Standard & Poor’s Ratings Services announced that it has revised its outlook on global reinsurer Swiss Reinsurance Co. and related entities of the Swiss Re group to negative from stable. At the same time, S&P affirmed all ratings on the group, including its ‘AA’ long-term counterparty credit and insurer financial strength ratings.

“The outlook revision mainly reflects uncertainty as to whether the improvement in profitability in 2003 and the first half of 2004 is sustainable over the next few years,” explained S&P credit analyst Stephen Searby. The rating agency said it “believes that further improvement is necessary to bring long-term across-the-cycle operating performance to a level commensurate with the ratings.

“In addition, Swiss Re, in common with most of its peers, has continued to add to its prior-year reserves in response to continuing adverse development on U.S. casualty business. Although such development is not material in the context of the group’s overall capital and reserves, it acts as a drag on prospective operating performance.”

Searby noted that, “the ratings reflect Swiss Re’s very strong competitive position, very strong financial flexibility, and very strong risk-based capitalization.” These factors are partly offset by “weaker relative long-term non-life operating profitability, and by a somewhat higher reliance (than peers) on softer forms of capital.”

S&P’s announcement stressed: “Maintenance of the ratings at their current level is predicated on the expectation of a material improvement in profits before tax and realized gains in 2004 (Swiss franc 1.96 billion {$1.54 billion} in 2003) and on total (life and non-life) ROR rising to about 10 percent (7.1 percent in 2003, before tax and excluding realized gains).”
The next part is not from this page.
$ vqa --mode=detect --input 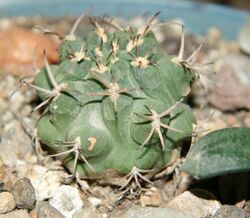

It also noted that the “first-half 2004 results showed that progress was being made toward these levels, although it was a benign period for claims. Further improvements are expected in 2005 due to Swiss Re’s business mix. In addition, it is expected that growth in non-life premium volumes will be less than 5 percent in 2004 and 2005, due to proactive cycle management.

“Risk-based capitalization based on Standard & Poor’s model is expected to be in the ‘AA’ range by year-end 2004, albeit that reliance on soft forms of capital will remain high. A material shortfall on these expectations might result in the ratings being lowered.”